Gegen diesen Bescheid richtet sich die vorliegende Beschwerde, mit der Rechtswidrigkeit des Inhaltes und Rechtswidrigkeit infolge Verletzung von Verfahrensvorschriften geltend gemacht wird, mit dem Begehren, ihn kostenpflichtig aufzuheben.
Die belangte Behörde legte die Akten des Verwaltungsverfahrens vor, nahm von der Erstattung einer Gegenschrift Abstand und beantragte die Zuerkennung des Vorlageaufwandes.

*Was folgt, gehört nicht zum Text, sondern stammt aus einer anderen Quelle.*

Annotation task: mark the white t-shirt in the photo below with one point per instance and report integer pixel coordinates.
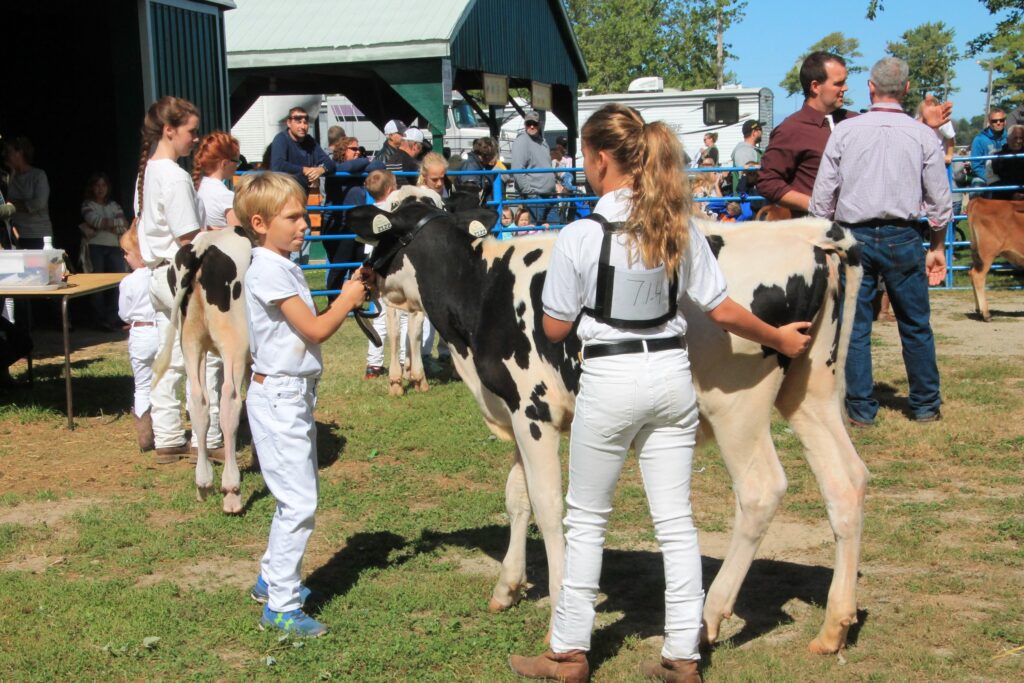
(216, 200)
(133, 298)
(171, 210)
(571, 281)
(276, 348)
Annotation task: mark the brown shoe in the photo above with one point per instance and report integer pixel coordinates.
(171, 454)
(143, 432)
(215, 455)
(568, 667)
(672, 671)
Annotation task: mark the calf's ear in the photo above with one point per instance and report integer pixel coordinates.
(369, 223)
(477, 221)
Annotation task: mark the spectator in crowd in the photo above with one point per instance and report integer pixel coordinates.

Der Verwaltungsgerichtshof hat erwogen:
In der Beschwerde wird im Wesentlichen dargelegt, die belangte Behörde hätte feststellen müssen, ob eine Belästigung von Menschen durch das Bellen der Hunde auf eine artspezifische Verhaltensweise der Hunde zurückzuführen sei oder ob dieses Verhalten zu unterbinden gewesen wäre. Einmaliges Bellen, wie dies hinsichtlich der am 29. August 2002 erfolgten Tat offenbar angelastet worden sei, könne jedenfalls nicht unterbunden werden. Aus offenbar nur einmaligem Bellen bzw. kurzfristigem Bellen könne eine unzumutbare Belästigung nicht abgeleitet werden. Bei artgerechter Haltung sei das Bellen von Hunden auch im verbauten Gebiet überhaupt nicht zu verhindern, jedenfalls nicht das kurzfristige Bellen. Außerdem wären Feststellungen erforderlich gewesen, wie die Hunde konkret gehalten würden. Ferner wäre festzustellen gewesen, wie sich die Örtlichkeit, an der die Hunde gehalten würden, darstelle, ob sie im Garten, im Hof, im Stiegenhaus oder in einem Zimmer im Gebäude gehalten würden und woher konkret das Hundegebell zu welcher Zeit zu hören gewesen sei. Gegebenenfalls wären Messungen erforderlich gewesen, ob und in welcher Lautstärke Hundegebell in der Nachbarschaft zu hören ist. Zur Ermöglichung der sachverhaltsrelevanten Feststellungen wären Sachverständigengutachten einzuholen gewesen. Die verhängte Strafe sei unangemessen hoch. Auch sei bekannt, dass sich der Beschwerdeführer im Konkurs befinde, was bei der Strafbemessung keine Berücksichtigung gefunden habe.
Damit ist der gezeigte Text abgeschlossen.